In Modernist Fiction, Cosmopolitanism and the Politics of Community, first published in 2001, Jessica Berman argues that the fiction of Henry James, Marcel Proust, Virginia Woolf and Gertrude Stein engages directly with early twentieth-century transformations of community and cosmopolitanism. Although these modernist writers develop radically different models for social organization, their writings return again and again to issues of commonality, shared voice, and exchange of experience, particularly in relation to dominant discourses of gender and nationality. The writings of James, Proust, Woolf and Stein, she argues, not only inscribe early twentieth-century anxieties about race, ethnicity, nationality and gender, but confront them with demands for modern, cosmopolitan versions of community.
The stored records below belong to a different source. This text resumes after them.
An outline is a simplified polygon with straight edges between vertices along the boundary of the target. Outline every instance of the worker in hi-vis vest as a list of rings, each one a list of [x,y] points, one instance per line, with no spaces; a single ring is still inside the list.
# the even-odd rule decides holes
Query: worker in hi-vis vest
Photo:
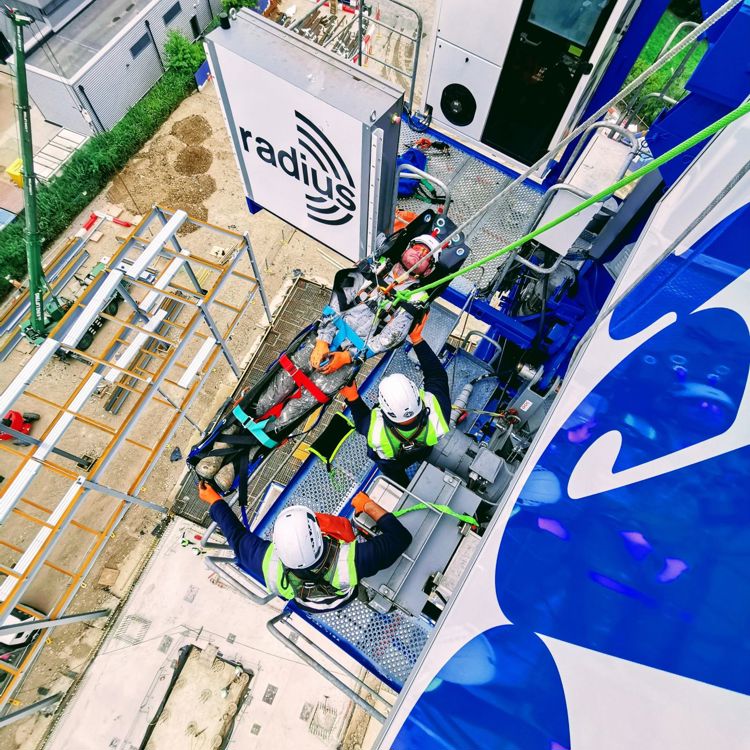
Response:
[[[386,375],[378,386],[378,406],[369,409],[354,384],[341,389],[357,432],[367,437],[367,452],[380,470],[406,487],[406,469],[423,461],[448,432],[451,413],[448,375],[437,355],[422,339],[427,316],[409,334],[424,373],[420,390],[405,375]]]
[[[357,595],[360,579],[389,568],[411,544],[411,534],[402,523],[364,492],[354,497],[352,507],[370,516],[380,534],[359,543],[347,518],[314,513],[303,505],[279,513],[268,541],[245,529],[205,482],[198,494],[210,504],[211,518],[234,551],[237,565],[263,581],[272,594],[294,599],[311,612],[348,604]]]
This study seeks to revise theories of community and cosmopolitanism in light of their construction in narrative, and in particular it seeks to reveal the ways that modernist fiction can provide meaningful alternative models of community.

Reviews

‘A splendid achievement! Berman’s argument … is wholly persuasive. This elegantly written book forces a trenchant rethinking of the underlying social impulses of modernism as a whole.’

Laura Doyle - author of Bordering on the Body

‘In this substantial, genuinely interdisciplinary and original book, Berman enters important discussions currently re-mapping modernist studies and makes a significant contribution to women’s studies. Most notably, she gives us definitions of community that incorporate the private, the domestic, and the lost contributions of small specialized groups.’